If you have them on Photobucket or another host you can put the URL in your post with the "image" button (need to be using the "advanced" posting form). If not, you can upload them to the server here using the "manage attachments" feature in the "advanced" posting form. There is a size limit for uploading so if they are too large you will need to resize them. The size limit does not apply to pictures hosted elsewhere, although I try to keep the size down a bit for those on dial-up.


----------



## BBQMTRS (Aug 9, 2006)

Lets try










Woohoo it worked

Now if I can just figure out how to get the emoticans in the reply post's.

Thanks a bunch


----------



## Charles Helm (Oct 22, 2004)

BBQMTRS said:


> Now if I can just figure out how to get the emoticans in the reply post's.

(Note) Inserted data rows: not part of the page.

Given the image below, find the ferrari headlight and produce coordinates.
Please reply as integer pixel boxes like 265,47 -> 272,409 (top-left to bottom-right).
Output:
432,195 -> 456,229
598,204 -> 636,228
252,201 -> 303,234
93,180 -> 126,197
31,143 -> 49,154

 Use the "advanced" reply and click the smiley face above the text box to get a drop-down menu of emoticons/smileys.:bounce::ac550:

Scroll down in the list and click for "all" of them.:an4::an2:


----------



## BBQMTRS (Aug 9, 2006)

Thanks I'll try it.


----------



## Playing Hooky (Jun 14, 2006)

On the same topic as BBQMstrs (great looking grill by the way), I have had a heck of a time and no success trying to download a custom graphic for my "avatar" and keep getting told the file is too large. However it is far less complicated than some of the anitmated and others I have seen. By the way, it is saved as a PDF file. Any ideas on this topic? Thanks, Matt


----------



## Charles Helm (Oct 22, 2004)

Playing Hooky said:


> On the same topic as BBQMstrs (great looking grill by the way), I have had a heck of a time and no success trying to download a custom graphic for my "avatar" and keep getting told the file is too large. However it is far less complicated than some of the anitmated and others I have seen. By the way, it is saved as a PDF file. Any ideas on this topic? Thanks, Matt


 Can you convert it to JPEG or GIF? Also, what are the pixel dimensions, not the file size? It may be physically too large.


----------



## Playing Hooky (Jun 14, 2006)

The image is also stored as a JPG on my computer. The propertes shows the size as 2883x972 pixels. 
Thanks for taking the time to possibly help!


----------



## Charles Helm (Oct 22, 2004)

Playing Hooky said:


> The image is also stored as a JPG on my computer. The propertes shows the size as 2883x972 pixels.
> Thanks for taking the time to possibly help!


Just for comparison, my avatar here is 55x67 pixels so you might try a much smaller version. I assume for avatar you mean the picture that appears next to your name. You can also embed an image in your signature but I think you need to host it elsewhere.


----------



## Playing Hooky (Jun 14, 2006)

Wow, quite a size difference. Okay then, looks like I need to figure out how to resize, then attempt to load again. Thanks Charles, Matt


----------



## Charles Helm (Oct 22, 2004)

Good luck.


----------